Voilà des années que l’on met en garde contre " la tentation de définir l’essence du thomisme par des formules indépendantes des œuvres et contingences où elle s’est exprimée " (M.-D. Chenu). C’est ainsi que s’est fait sentir le besoin de rejoindre l’humus nourricier de cette grande synthèse doctrinale. Nous voilà renvoyés à l’atelier de frère Thomas, mieux à même de comprendre l’œuvre en son milieu. Ce fut l’apport inestimable de la Commission Léonine, chargée de l’édition des œuvres de saint Thomas : elle a rendu cette pensée plus authentiquement accessible, permis de suivre pas à pas la genèse de la doctrine, montré avec précision ce que fut l’apport du dominicain à la science de son temps. (2)

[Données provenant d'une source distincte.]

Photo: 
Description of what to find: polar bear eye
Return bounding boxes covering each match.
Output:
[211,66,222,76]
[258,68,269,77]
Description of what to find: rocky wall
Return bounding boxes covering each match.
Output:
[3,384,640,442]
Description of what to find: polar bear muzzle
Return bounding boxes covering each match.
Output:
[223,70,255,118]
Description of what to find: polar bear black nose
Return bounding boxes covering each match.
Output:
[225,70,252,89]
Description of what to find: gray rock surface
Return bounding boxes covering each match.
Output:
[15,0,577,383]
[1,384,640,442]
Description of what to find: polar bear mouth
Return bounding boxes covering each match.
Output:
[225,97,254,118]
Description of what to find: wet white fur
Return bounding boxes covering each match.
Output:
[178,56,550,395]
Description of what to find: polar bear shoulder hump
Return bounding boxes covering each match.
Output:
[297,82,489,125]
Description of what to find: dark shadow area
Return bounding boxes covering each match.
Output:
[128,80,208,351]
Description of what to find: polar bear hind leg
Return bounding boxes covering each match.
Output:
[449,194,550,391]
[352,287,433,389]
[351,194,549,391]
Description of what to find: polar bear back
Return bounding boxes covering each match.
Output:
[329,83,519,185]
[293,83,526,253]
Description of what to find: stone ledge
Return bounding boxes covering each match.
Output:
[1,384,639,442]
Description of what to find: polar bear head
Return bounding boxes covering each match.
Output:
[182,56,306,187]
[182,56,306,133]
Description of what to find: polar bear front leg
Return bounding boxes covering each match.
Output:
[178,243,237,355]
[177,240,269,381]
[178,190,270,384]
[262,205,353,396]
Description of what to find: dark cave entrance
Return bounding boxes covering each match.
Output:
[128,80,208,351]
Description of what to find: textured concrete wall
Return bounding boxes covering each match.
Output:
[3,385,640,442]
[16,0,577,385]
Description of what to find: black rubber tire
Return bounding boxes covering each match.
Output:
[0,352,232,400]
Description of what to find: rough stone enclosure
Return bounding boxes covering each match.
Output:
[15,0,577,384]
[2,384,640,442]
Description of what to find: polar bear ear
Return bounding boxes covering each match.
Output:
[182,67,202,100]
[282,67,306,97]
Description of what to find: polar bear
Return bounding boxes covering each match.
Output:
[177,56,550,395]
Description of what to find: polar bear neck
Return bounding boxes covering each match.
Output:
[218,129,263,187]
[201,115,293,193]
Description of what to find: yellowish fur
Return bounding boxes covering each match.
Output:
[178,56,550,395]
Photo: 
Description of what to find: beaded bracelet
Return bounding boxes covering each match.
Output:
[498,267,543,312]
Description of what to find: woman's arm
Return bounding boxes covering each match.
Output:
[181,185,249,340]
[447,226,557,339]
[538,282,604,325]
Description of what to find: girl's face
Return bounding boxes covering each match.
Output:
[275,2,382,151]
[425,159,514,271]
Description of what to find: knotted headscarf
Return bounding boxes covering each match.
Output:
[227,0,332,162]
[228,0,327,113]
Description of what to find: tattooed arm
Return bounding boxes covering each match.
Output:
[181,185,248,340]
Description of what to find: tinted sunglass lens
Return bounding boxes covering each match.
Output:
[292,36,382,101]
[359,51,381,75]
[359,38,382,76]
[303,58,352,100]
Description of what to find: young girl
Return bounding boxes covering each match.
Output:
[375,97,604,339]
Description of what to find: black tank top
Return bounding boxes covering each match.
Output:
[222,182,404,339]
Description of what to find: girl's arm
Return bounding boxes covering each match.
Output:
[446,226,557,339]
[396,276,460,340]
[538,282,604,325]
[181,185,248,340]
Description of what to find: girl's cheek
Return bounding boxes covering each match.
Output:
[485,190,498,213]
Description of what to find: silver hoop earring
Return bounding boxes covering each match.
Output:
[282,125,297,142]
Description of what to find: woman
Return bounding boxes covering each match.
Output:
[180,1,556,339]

Les nouvelles méthodes historiques n’imposent pas pour autant de tomber dans l’historicisme, comme si la vérité était définie par la conformité d’une thèse aux exigences du milieu qui l’a vue naître, mais elles retiennent de transposer indûment une solution lue chez un auteur médiéval à des problèmes qui, propres au XXe siècle, sont d’un autre temps.
L’étude de la pensée médiévale nous apprend ainsi à maintenir le Moyen Âge à distance, et saint Thomas avec lui.

Et c’est, paradoxalement, ce qui en explique l’actualité : en redécouvrant cette pensée méconnue, le lecteur contemporain est transporté dans un autre monde. Il n’y trouvera pas de réponses toutes faites aux lancinants problèmes d’aujourd’hui, mais il sera entraîné à une réflexion critique. Le résultat ? Une manière originale de comprendre notre monde et une chance de trouver des réponses qui soient un véritable progrès vers la culture et l’universel.

François-Xavier PUTALLAZ
Université de Fribourg (CH)

 

1. Cf. Kurt FLASCH, Introduction à la philosophie médiévale, Paris-Fribourg 1992.
2. Cf. Jean-Pierre TORRELL, Initiation à saint Thomas d’Aquin. Sa personne et son œuvre, Paris-Fribourg 1993. Jean-Pierre TORRELL, Saint Thomas d’Aquin, maître spirituel, Initiation 2, Paris-Fribourg 1996.